TensorFlow Combat Series 13--lenet-5 Model

Source: Internet
Author: User

The LENET-5 model, presented by Professor Yann LeCun in his paper gradient-basedlearning applied to document recognition in 1998, was the first volume to be successfully applied to digital recognition issues. Accumulated neural network. On the Mnist dataset, the LENET-5 model can achieve a correct rate of approximately 99.2%. The LENET-5 model has a total of 7 layers, and Figure 7 shows the architecture of the LENET-5 model.


The structure of each layer of the LENET-5 model is described in detail in the following space. In the LENET-5 model proposed by gradientbased Learning applied to Document recognition, the implementation of the convolution layer and the pool layer is slightly different from the implementation of the TensorFlow described above, where there is not much discussion Specific details, but focus on the overall framework of the model.
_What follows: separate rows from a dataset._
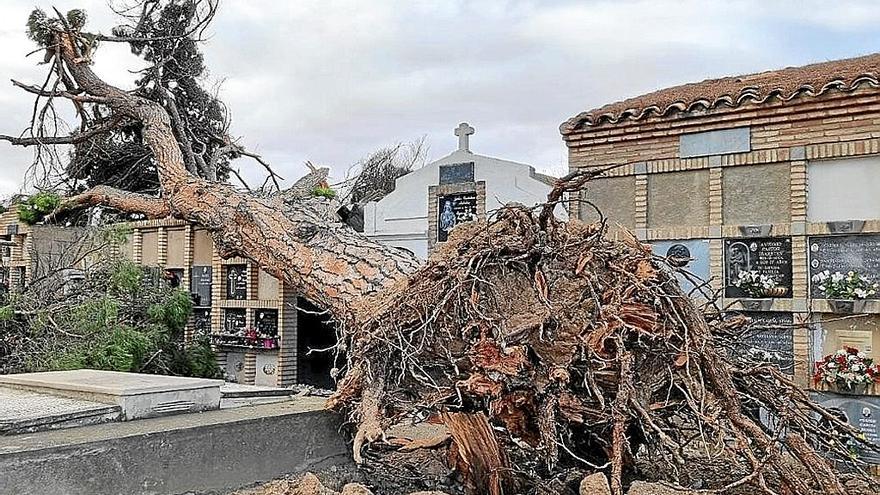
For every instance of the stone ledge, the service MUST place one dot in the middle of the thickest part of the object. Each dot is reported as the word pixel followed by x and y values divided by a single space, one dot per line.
pixel 212 451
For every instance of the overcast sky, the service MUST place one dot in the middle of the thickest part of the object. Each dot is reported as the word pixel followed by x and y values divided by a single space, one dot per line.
pixel 330 81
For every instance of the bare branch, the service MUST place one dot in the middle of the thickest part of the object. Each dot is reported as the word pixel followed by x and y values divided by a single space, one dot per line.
pixel 71 139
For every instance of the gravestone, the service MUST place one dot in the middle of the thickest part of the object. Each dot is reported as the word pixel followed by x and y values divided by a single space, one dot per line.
pixel 201 282
pixel 236 282
pixel 202 321
pixel 234 321
pixel 690 256
pixel 862 412
pixel 266 322
pixel 858 253
pixel 454 209
pixel 769 256
pixel 772 335
pixel 457 173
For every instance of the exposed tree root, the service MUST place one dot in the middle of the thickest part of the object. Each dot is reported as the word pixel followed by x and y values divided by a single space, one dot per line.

First layer, convolution layer
This layer of input is the original image pixel, the LENET-5 model accepts the input layer size is 32x32x1. The first convolution layer filter has a 5x5 size, a depth of 6, no full 0 padding, and a step size of 1. Because the full 0 padding is not used, the output of this layer is 32-5+1=28 and the depth is 6. This convolution layer has a total of 5x5x1x6+6=156 parameters, of which 6 are offset parameters. Because the node matrix of the next layer has 28x28x6=4704 nodes, each node is connected to the 5x5=25 current layer node, so there is a total of 4704x (25+1) = 122,304 connections in this layer of convolution layer.
Second layer, pool layer
The input of this layer is the output of the first layer, which is a 28x28x6 node matrix. The filter size used in this layer is 2x2, the length and width of the step are 2, so the output matrix of this layer is 14x14x6. The filters used in the original LeNet-5 model and some of the nuances described in this article are not specifically described here.
Third layer, convolution layer

The input matrix size for this layer is 14x14x6, the filter size used is 5x5 and the depth is 16. This layer does not use full 0 padding, and the step size is 1. The output matrix size of this layer is 10x10x16. According to the standard convolution layer, this layer should have 5x5x6x16+16=2416 parameters, 10x10x16x (25+1) = 41,600 connections.
Fourth floor, pool layer
The input matrix size of this layer is 10x10x16, the filter size is 2x2 and the step length is 2. The output matrix size of this layer is 5x5x16.
The fifth layer, the full connection layer of the input matrix size is 5x5x16, this layer is called the convolution layer in the LENET-5 model paper, but because the size of the filter is 5x5, there is no difference from the full connection layer, and the layer is also seen in the TensorFlow program implementation after the complete connection layer. If you pull the nodes in the 5x5x16 matrix into a vector, this layer is the same as the full join layer described earlier. The number of output nodes in this layer is 120, with a total of 5x5x16x120+120=48120 parameters.
Sixth floor, fully connected layer
The number of input nodes in this layer is 120, the number of output nodes is 84, the total parameter is 120x84+84=10164.
Seventh floor, fully connected layer
The number of input nodes in this layer is 84, the number of output nodes is 10, the total parameter is 84x10+10=850.
This paper introduces the structure and setup of each layer of LeNet-5 model, and gives a tensorflow program to implement a convolution neural network similar to LeNet-5 model to solve the problem of mnist digital recognition. The process of TensorFlow training convolution neural network is exactly the same as that of the training full connection neural network described above. The calculation of the loss function and the realization of the reverse propagation process can be used to reuse the mnist_train.py program given in the previous article. The only difference is that because the input layer of the convolution neural network is a three-dimensional matrix, you need to adjust the format of the data:

# Adjust the format of the input data placeholder and enter it as a four-dimensional matrix.
x = Tf.placeholder (Tf.float32, [
batch_size,
# The first dimension represents the number of examples in a BATCH.
mnist_inference. Image_size,
# The second and third dimensions represent the dimensions of the picture.
mnist_inference. Image_size,
mnist_inference. Num_channels],
name= ' x-input ')
# The four dimensions represent the depth of the picture, and for the RBG
#式的图片, the depth is 5.
# Similarly, the input training data format is adjusted to a four-dimensional matrix and the adjusted data is passed into the sess.run process.
Reshaped_xs = Np.reshape (xs, batch_size,
mnist_inference. Image_size,
mnist_inference. Image_size,
mnist_inference. Num_channels))
After the input format is adjusted, it is only necessary to implement the forward propagation process similar to the LENET-5 model structure in the program mnist_inference.py. The modified mnist_infernece.py program is given below.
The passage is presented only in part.